Ivy woke while Varania was trying hopelessly to coax some break into Sabina's stomach in addition to the dried apples. She grumbled and pulled herself to the window, staring in the direction of Minrathous, hidden by the trees and hills, but there was a smudge of smoke far in the horizon. She studied it glumly before she sighed, lowering her head. "Void, that's a lot of paperwork I'm gonna have to do."

"What do we do next?" Hawke asked, scowling as Fenris pointedly pushed a few crackers into her hand with a glare.

"I managed to send a bird when we got here, I'd had this set up as a bolt hole for a bit. With any luck, Nightingale will send instructions." Ivy leaned back against the wall, closing her eyes. "Will take time for 'em to get the city under control."

"Maybe they won't." Hawke said stubbornly.

"They will." Varania and Fenris answered together thoughtlessly. "What chance to men with no weapons have against the Magisters, Reyna?" Fenris finished.

"Perhaps we should have…"

"Stop. I won't listen to this." Fenris cut Hawke off. "You have another beside yourself to guard. I would not have you leading another hopeless cause."

"And what do you think?" Hawke challenged, shooting Varania a glare. Varania turned her gaze slowly back to her hands, braiding Sabina's curls away from her face.

"I think you understand little, but you will." Varania said softly. "Let Minrathous burn.
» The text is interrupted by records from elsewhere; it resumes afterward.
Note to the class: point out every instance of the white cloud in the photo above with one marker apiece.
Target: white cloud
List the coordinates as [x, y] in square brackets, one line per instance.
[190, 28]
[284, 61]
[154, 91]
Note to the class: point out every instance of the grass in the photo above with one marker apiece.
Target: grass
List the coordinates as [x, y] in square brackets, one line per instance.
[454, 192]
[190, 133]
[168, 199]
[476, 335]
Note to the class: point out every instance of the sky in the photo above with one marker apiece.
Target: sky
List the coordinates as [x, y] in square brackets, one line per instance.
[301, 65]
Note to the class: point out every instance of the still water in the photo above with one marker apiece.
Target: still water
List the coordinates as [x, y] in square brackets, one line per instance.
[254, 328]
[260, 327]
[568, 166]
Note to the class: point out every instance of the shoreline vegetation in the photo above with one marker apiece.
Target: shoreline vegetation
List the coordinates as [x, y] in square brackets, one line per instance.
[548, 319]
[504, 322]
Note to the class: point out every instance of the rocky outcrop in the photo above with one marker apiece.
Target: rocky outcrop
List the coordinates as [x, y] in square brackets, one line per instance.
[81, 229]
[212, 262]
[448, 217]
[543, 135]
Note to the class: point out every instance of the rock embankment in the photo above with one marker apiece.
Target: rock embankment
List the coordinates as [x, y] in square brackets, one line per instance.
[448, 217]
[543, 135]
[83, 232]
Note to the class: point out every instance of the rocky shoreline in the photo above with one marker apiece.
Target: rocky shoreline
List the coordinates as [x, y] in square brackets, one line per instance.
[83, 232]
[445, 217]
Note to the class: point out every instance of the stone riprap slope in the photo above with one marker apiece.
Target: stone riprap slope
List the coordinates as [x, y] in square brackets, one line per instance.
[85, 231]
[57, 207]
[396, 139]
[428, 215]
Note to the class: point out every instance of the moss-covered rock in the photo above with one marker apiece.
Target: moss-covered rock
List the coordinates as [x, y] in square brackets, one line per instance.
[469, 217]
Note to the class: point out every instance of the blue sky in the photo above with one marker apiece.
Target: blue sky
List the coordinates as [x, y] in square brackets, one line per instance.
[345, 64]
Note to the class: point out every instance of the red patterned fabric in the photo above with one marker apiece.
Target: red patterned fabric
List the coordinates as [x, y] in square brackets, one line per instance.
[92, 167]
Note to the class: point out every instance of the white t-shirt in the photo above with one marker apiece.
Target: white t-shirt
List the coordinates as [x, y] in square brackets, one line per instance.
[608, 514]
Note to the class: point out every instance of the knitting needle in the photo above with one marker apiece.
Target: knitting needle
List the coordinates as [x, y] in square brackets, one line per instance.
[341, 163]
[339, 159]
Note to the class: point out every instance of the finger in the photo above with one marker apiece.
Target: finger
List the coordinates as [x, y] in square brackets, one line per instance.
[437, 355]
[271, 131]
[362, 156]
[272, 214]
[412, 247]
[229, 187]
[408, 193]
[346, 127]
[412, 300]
I have what is important."

"Exactly." Fenris remarked. In a flurry of temper, Hawke threw the crackers at his chest and stomped away.

"You are impossible!" Fenris called after her, standing and gracefully stalking after her.
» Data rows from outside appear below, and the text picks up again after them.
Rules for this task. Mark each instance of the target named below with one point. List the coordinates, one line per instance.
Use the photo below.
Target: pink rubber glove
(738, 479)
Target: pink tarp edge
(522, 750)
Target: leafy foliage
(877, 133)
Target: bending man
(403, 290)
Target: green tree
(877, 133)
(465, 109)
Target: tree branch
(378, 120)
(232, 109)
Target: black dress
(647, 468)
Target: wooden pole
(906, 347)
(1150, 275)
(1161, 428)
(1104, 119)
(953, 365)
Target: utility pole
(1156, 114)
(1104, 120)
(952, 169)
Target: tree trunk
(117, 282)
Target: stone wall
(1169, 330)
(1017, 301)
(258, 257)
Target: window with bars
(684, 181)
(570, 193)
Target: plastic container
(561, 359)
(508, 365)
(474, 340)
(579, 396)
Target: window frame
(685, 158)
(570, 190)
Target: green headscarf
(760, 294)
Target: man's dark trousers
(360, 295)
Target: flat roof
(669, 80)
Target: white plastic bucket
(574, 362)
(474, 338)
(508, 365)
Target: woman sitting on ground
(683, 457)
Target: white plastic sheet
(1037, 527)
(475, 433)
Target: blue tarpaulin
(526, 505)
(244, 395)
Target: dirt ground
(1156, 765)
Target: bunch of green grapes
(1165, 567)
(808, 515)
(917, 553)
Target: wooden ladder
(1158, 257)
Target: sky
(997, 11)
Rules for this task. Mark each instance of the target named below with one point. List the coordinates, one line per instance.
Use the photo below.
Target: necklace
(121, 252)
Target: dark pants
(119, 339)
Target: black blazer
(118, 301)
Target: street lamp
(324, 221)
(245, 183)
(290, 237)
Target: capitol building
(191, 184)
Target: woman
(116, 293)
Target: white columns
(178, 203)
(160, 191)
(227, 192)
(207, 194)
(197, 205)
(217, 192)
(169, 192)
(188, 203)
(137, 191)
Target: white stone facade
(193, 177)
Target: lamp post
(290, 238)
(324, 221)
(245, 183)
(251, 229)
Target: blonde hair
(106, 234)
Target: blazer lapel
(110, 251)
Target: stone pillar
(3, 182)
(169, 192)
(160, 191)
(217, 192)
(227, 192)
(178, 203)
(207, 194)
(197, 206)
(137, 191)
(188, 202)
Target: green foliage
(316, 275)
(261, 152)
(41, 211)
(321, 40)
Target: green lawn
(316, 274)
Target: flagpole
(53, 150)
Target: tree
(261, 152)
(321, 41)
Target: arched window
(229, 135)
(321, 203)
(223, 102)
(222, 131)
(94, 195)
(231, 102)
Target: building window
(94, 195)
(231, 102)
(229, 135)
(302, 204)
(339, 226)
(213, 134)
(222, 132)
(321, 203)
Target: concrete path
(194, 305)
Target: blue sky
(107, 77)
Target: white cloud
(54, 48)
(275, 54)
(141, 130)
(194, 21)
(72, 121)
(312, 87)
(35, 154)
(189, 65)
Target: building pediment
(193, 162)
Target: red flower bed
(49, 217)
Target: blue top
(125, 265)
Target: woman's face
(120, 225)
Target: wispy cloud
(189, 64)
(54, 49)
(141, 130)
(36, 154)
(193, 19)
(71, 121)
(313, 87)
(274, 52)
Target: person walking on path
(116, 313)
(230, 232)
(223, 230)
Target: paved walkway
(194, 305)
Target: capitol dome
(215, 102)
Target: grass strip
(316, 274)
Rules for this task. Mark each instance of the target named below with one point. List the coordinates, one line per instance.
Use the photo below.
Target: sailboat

"And that," Ivy began "Is secretly how all men feel about all women."

With that pronouncement, a flutter of feathers settled on the window sill and cawed impatiently, fixing beady eyes reprovingly on Ivy. Ivy crossed her arms and stared down the bird with a tube attached to it's leg.

"Baron Plucky, you little shite. We meet again." The bird cawed back, and if birds could be vulgar, Varania was certain this one was.

"Language." She scolded mildly, pinning Sabina's hairs as the child writhed impatiently.

"I need my leather gloves before I try and get that off. It bites and scratches, so don't ya even think of touching it." Ivy warned, turning to her pack and muttering under her breath.

"The maid was in the garden, hanging out the clothes." Sabina sang. "Along came a blackbird and snipped off her…"

"Nose!" Varania cackled, pinching the girl's nose between her finger and thumb and letting her giggle in delight.

"Yeah, that's about right." Ivy said, scowling and approaching the bird slowly. Sabina turned to watch, fascinated as the bird squawked.

"Who's it from?" Sabina asked.

"The Inquisition." Ivy explained patiently, waiting. "If we're lucky, it'll have a plan."

"And if we're unlucky?" Varania asked. Ivy's scowl deepened.

"Already bloody unlucky enough, I think, if they sent Baron Plucky."